From the start of playing in the early 1990’s, I was fascinated by the shapes and patterns made throughout the game. But it wasn’t until I played with black dominos on a white table that I could really see the distinct quality of the shapes. Eventually I started taking photos of the shapes on the tables. During this time, I was not making traditional art objects. But I was asked to make a drawing for an exhibition. For this exhibition, instead of photographing the shapes, I would just trace them. This led to a fascination with what happens when the shapes from various games are layered on top of each other. I soon found abstract forms emerging. I found it interesting how layering the patterns of the shapes of such a logical and ordered game could result in a complex narrative of an everyday activity of a game. I became increasingly interested in the phenomenon that ultimately led to the domino drawings I make.

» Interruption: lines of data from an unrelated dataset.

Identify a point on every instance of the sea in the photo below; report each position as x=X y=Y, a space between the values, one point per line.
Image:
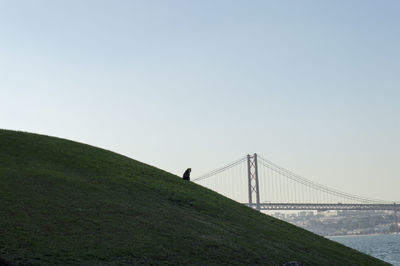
x=384 y=247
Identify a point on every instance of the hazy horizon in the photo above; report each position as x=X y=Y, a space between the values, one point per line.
x=312 y=86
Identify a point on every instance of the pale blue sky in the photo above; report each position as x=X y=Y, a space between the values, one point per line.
x=310 y=85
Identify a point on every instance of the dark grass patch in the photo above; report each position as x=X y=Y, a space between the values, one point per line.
x=67 y=203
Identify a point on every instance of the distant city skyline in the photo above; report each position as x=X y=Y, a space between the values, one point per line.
x=312 y=86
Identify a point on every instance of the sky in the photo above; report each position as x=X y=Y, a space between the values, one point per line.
x=310 y=85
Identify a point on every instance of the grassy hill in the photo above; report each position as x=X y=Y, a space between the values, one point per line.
x=63 y=202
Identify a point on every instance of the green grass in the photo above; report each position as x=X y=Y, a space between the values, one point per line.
x=63 y=202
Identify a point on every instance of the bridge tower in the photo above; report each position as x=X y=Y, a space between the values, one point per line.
x=396 y=219
x=252 y=170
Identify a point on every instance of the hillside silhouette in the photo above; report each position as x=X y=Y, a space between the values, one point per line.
x=67 y=203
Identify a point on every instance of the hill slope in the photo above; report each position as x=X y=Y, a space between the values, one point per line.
x=63 y=202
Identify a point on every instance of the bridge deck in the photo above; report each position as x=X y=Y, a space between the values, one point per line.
x=323 y=207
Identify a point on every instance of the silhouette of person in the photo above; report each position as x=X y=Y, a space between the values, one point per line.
x=186 y=174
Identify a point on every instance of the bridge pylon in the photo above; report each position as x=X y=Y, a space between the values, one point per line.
x=252 y=170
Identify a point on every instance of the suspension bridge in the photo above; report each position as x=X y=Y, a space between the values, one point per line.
x=264 y=185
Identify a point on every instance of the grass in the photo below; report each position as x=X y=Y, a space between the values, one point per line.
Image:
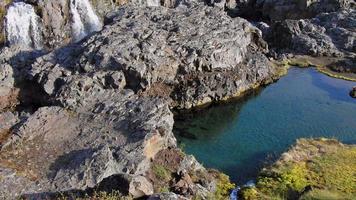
x=114 y=195
x=322 y=64
x=312 y=169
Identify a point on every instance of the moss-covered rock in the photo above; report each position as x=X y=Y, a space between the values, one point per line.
x=312 y=169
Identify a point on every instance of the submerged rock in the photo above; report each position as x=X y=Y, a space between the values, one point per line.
x=353 y=92
x=106 y=118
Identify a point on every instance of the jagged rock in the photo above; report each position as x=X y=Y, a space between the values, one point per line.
x=103 y=123
x=329 y=34
x=166 y=196
x=291 y=9
x=140 y=186
x=197 y=55
x=67 y=150
x=353 y=92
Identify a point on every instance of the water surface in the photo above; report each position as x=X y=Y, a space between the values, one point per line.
x=239 y=138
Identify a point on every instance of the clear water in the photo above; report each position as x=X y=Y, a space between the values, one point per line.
x=84 y=19
x=240 y=137
x=22 y=26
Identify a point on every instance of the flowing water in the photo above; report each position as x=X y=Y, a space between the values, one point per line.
x=22 y=26
x=240 y=137
x=84 y=19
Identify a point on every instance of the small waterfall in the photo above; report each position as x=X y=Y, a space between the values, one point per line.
x=22 y=26
x=84 y=19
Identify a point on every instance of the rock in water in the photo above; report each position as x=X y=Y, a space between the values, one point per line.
x=113 y=92
x=22 y=26
x=84 y=19
x=353 y=92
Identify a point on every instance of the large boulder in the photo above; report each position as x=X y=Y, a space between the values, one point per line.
x=328 y=34
x=107 y=123
x=194 y=55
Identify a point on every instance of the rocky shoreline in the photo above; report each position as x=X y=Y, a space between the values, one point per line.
x=96 y=115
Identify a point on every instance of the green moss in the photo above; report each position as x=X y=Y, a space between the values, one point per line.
x=249 y=194
x=324 y=164
x=326 y=195
x=163 y=189
x=161 y=172
x=224 y=187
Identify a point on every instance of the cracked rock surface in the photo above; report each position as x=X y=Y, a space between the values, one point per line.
x=100 y=111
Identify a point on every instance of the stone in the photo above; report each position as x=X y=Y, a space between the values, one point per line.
x=353 y=92
x=107 y=116
x=290 y=9
x=328 y=34
x=140 y=187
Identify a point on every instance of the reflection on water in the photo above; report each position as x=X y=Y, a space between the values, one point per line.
x=239 y=137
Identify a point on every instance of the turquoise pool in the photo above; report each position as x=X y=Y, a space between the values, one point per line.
x=240 y=137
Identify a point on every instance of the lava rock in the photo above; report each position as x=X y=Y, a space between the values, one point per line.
x=329 y=34
x=353 y=92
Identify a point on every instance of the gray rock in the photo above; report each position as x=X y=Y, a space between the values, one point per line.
x=353 y=92
x=108 y=100
x=291 y=9
x=158 y=45
x=329 y=34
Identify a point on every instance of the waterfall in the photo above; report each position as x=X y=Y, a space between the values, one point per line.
x=84 y=19
x=22 y=26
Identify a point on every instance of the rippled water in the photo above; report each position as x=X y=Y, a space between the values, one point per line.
x=240 y=137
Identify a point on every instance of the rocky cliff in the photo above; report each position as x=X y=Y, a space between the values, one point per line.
x=95 y=115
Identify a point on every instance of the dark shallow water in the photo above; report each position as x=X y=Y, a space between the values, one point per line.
x=240 y=137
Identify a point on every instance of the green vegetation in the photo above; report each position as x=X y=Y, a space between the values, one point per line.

Prior to my long break from object making, I made figurative paintings that I considered “anti” painting. The intention of this work was to project the urgency of political issues. They were not intended to be “paintings” at all. They were more like political sign boards painted with house paint on plywood. I felt that this was what I was called to do. Though I was trained as a traditional painter, the urgency of politics overshadowed the idea of making paintings or drawings as artistic investigations. My desire to deal with the urgency of politics eventually led me to explore the social constructs on what politics is built. While trying to better understand how the social constructs connected with art, I ran into Joseph Beuys concept of social sculpture. This transformed my career from a painter and installation artist to a “social sculptor.” For nearly 30 years, I put away my studio practice and fully submerged myself in the social realm of creative production that seeks to be a catalyst of creatively transforming neighborhoods and communities.
This work expanded my creative production into the realms of social services, housing, architecture, and urban planning, among others. It was during this time that I founded Project Row Houses in Houston, Watts House Project in LA through an exhibition at MOCA, Trans.lation: Vickery Meadow as part of an exhibition at the Nasher Sculpture Center in Dallas, and Victoria Square Project as part of Documenta 14 and others. The work has been a creative exploration of learning while producing work that offers hope and possibility of equity in the face of many challenges. This work offered and still does offer a fulfillment in addressing the urgency of the political, social, and economic issues we face. But at the same time, throughout the years of doing this work, I have often sought ways to reflect on the work being done. The domino drawings offered such an opportunity both in terms of the opportunity to sit and work in a contemplative environment of the studio, and in terms of thinking about the issues of urban planning in the abstract. Within the social and economic context, planners, architects, social scientists, and others all work with mapping as a way of guiding knowledge production.
I did not know the reason I was drawn to tracing the domino patterns until one day I realized that the patterns were simply mapping knowledge of the time I spent with the people I played with. Because of the presence of mapping in the early domino drawings, I continued to make the work as an investigation into how mapping domino games could help me better understand the mapping related to my interest in urban development and other social and political interest.
As I mentioned above, there are many different ways to play dominos. But the two ways I’m familiar with are either four directional which makes a cross or the single line. I’ve played with using the patterns derived from both methods in my work. The four directional forms allow for more improvisation while the straight line offers a more rational and ordered impression. In the current work, I am exploring the ordered and improvisation of patterns produced by these different ways of playing to the ways social, political, and economic issues are addressed when they are either well capitalized or undercapitalized. When parts of cities are well capitalized economically, there is a kind of order present. When parts of cities are undercapitalized, there is a higher degree of improvisation. While some works are fully embodied with either improvisation or order, some works seek to explore the tension between the two. On the one hand, that could represent gentrification with order moving in because of strong capital. On the other, it could be a disinvestment causing more improvisation.